Ce lo ricordiamo tutti.

Italia, Marzo 2020.

Pochi giorni dopo l’inizio del lockdown nazionale inizia l’isteria generale nell’accaparramento dei generi alimentari di prima necessità. E, inspiegabilmente, ciò che c’era di più prezioso era…

Esatto, il lievito di birra! Per cercare un’alternativa che soddisfacesse gli improvvisi istinti panificatori molti hanno cercato una soluzione sul web (noi compresi). E siamo venuti a conoscenza del lievito madre, o naturale.

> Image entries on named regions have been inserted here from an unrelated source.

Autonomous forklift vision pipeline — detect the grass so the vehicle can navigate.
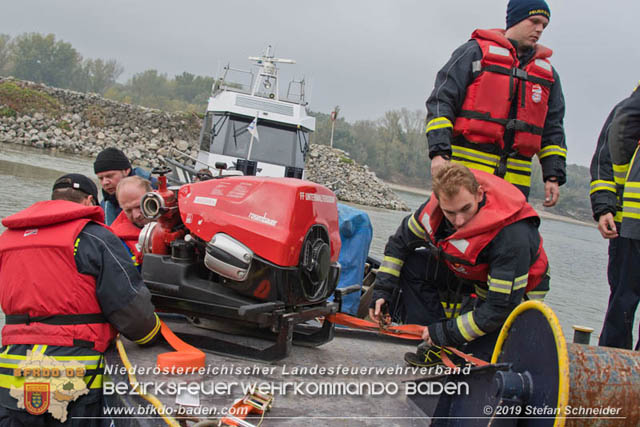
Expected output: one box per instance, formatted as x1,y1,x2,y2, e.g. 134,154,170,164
0,82,62,117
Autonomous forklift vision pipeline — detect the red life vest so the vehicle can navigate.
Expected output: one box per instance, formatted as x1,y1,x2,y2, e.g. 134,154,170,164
111,211,142,267
453,30,554,157
419,170,548,292
0,200,116,352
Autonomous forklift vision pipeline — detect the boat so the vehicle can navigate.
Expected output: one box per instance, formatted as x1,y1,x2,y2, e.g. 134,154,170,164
171,46,315,182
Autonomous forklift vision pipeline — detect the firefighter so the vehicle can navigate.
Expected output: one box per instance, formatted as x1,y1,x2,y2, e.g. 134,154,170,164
590,83,640,350
370,163,549,366
0,174,160,426
426,0,567,206
111,176,152,268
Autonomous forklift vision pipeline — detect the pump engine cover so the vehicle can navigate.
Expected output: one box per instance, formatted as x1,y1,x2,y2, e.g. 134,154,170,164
178,176,340,267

Vi raccontiamo una riflessione sulla famiglia che è scaturita da quello che è successo dopo. Acqua, farina e dieci giorni di lavoro, poi si mantiene una volta a settimana. Perfetto, e che ci vuole? Nella prima foto, il risultato straordinario già nel secondo giorno! Dopo mesi di tentativi riesci finalmente a fare un pane profumato e saporitissimo. Dopo qualche tempo, però, ti fai prendere dagli impegni, dal lavoro e dalle infinite influenze dei tuoi figli. Nella seconda foto è il nostro lievito oggi, completamente sgonfio. Allora provi a fare il pane che sì è buono, ma ha un odore e un sapore leggermente aciduli. Come salvare la situazione? Ve lo spieghiamo tra poco…

Avete notato che sembra il racconto di una coppia, in momenti facili e in quelli difficili? Da fidanzati e quando fila tutto liscio è così facile prendersi cura dell’altro, del noi, anche quotidianamente visto che ci sono entusiasmo e risultati immediati. È tutto così bello e fragrante! Poi però si perde di vista quella che Antonio e Luisa nel libro “L’ecologia dell’amore” chiamano la corte continua, si trascurano le attenzioni per il partner e da lì iniziano i guai. Sapete come si recupera un lievito sgonfio, che ha perso cioè tutta la sua forza? È incredibilmente semplice.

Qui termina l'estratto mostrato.